Filme von Jim Jarmusch
Jim Jarmusch
Jim Jarmusch ist ein amerikanischer Independent-Regisseur, dessen Filme im Roman "Das Fest" von Lucy Fricke erwähnt werden. In einer Szene schaut der Protagonist Jakob mit einer Freundin klassische Jarmusch-Filme im Kino an, was auf das reale Werk des Filmemachers verweist. Die Seite bietet einen Überblick über seine Filmographie für Interessierte.
🗣 Adam Soboczynski referenziert bei ⏱ 00:26:38 „Dann geht er mit einer anderen Freundin ins Kino, die gucken die alten Jarmusch-Filme.“
Im Gespräch über Lucy Frickes Roman 'Das Fest' beschreibt Iris Radisch den Tagesablauf des Protagonisten Jakob an seinem 50. Geburtstag. An einer Station geht er mit einer Freundin ins Kino, wo sie alte Jarmusch-Filme schauen. Die Erwähnung ist beiläufig, verweist aber auf das reale Filmwerk des amerikanischen Independent-Regisseurs.
Combat
Albert Camus
Das Buch untersucht Albert Camus' Tätigkeit als Chefredakteur der Zeitung Combat während und nach dem Zweiten Weltkrieg. Die reale Zeitung diente Camus als Vorlage für die fiktive Zeitung Espoir in seinem Roman. Das Werk verbindet Camus' journalistische und literarische Werke miteinander.
🗣 Iris Radisch erwähnt beiläufig bei ⏱ 00:29:02 „die Zeitung, für die Camus ja verantwortlich war, sowohl im Widerstand als auch in der Nachkriegszeit, der Combat kommt hier vor. Als Espoir“
Die von Camus geleitete Zeitung Combat wird als reales Vorbild für die fiktive Zeitung Espoir im Roman erwähnt
Die Mandarins von Paris
Simone de Beauvoir · 2024
Die Mandarins von Paris (frz. Les Mandarins) ist ein Schlüsselroman von Simone de Beauvoir aus dem Jahr 1954. Er wurde im gleichen Jahr mit dem Prix Goncourt ausgezeichnet. Die Mandarins von Paris beleuchtet das Leben und Wirken einiger französischer Linksintellektueller während des Zweiten Weltkrieges und in der Zeit nach 1945. Er gilt als Chronik des Existenzialismus.

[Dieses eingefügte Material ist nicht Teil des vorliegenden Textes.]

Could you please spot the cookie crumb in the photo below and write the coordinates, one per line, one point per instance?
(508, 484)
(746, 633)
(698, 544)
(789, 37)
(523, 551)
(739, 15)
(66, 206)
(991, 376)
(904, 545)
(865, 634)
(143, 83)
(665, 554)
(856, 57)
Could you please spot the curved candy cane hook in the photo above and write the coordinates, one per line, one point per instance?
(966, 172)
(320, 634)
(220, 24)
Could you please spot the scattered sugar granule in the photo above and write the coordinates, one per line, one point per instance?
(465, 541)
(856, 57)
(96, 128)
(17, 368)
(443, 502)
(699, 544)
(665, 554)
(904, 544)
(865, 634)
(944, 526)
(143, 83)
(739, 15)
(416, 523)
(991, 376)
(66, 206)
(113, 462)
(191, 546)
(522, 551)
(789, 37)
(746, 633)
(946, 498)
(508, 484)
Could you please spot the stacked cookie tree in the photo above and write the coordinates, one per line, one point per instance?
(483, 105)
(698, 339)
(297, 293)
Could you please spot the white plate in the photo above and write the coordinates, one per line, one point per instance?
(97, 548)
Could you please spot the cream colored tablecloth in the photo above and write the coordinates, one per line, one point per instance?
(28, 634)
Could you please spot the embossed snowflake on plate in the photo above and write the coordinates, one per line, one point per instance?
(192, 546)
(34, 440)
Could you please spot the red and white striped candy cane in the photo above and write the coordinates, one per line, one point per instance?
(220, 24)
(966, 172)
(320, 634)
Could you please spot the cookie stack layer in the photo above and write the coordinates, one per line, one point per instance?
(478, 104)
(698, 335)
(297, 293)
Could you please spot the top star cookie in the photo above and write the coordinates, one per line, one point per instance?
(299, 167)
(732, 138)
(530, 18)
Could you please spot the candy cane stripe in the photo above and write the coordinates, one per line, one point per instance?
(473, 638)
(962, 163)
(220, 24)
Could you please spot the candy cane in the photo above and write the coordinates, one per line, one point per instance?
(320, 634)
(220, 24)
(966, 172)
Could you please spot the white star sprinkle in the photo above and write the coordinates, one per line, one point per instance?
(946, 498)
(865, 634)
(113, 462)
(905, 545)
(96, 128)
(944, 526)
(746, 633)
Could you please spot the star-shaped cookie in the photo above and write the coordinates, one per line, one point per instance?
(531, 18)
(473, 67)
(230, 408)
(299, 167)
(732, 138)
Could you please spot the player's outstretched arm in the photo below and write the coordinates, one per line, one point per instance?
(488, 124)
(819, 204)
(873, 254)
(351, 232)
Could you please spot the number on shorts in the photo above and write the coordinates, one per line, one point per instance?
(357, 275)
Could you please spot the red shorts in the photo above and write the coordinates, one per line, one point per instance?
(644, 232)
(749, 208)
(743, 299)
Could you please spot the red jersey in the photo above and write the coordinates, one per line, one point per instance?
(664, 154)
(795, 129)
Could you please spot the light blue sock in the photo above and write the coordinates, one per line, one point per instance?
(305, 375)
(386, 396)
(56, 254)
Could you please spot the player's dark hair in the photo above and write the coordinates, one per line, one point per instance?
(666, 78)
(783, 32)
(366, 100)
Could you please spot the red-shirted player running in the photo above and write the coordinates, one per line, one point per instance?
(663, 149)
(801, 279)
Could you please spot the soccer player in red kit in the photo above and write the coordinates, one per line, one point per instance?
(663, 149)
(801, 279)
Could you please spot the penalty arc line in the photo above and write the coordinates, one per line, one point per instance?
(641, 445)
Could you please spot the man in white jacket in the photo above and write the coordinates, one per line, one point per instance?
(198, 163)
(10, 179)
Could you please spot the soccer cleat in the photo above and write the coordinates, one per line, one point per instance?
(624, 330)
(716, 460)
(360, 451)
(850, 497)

Das Magazin Der Spiegel zählt den Roman zu den besten 100 zwischen 1925 und 2025.
🗣 Iris Radisch referenziert bei ⏱ 00:32:22 „Und zwar ist es von Simone de Beauvoir, die Mandarins von Paris. Und das Tolle ist, es ist eben nach fast 70 Jahren neu übersetzt worden ins Deutsche von Amélie Thoma und Claudia Marquardt. Das liest sich so frisch, das liest sich so heutig.“
Im Klassiker-Segment stellt Maja Beckers die Neuübersetzung von Beauvoirs wichtigstem Roman vor, der 1954 erschien. Der Schlüsselroman spielt im Pariser Intellektuellenmilieu der Nachkriegszeit – mit kaum verhüllten Porträts von Sartre, Camus und Beauvoir selbst – und verhandelt die Verantwortung der Intellektuellen, den Umgang mit dem Stalinismus und radikale neue Lebens- und Liebesformen. Beide Gesprächspartner sind begeistert von der Raffinesse des multiperspektivischen Erzählens und der erstaunlichen Aktualität des Stoffs.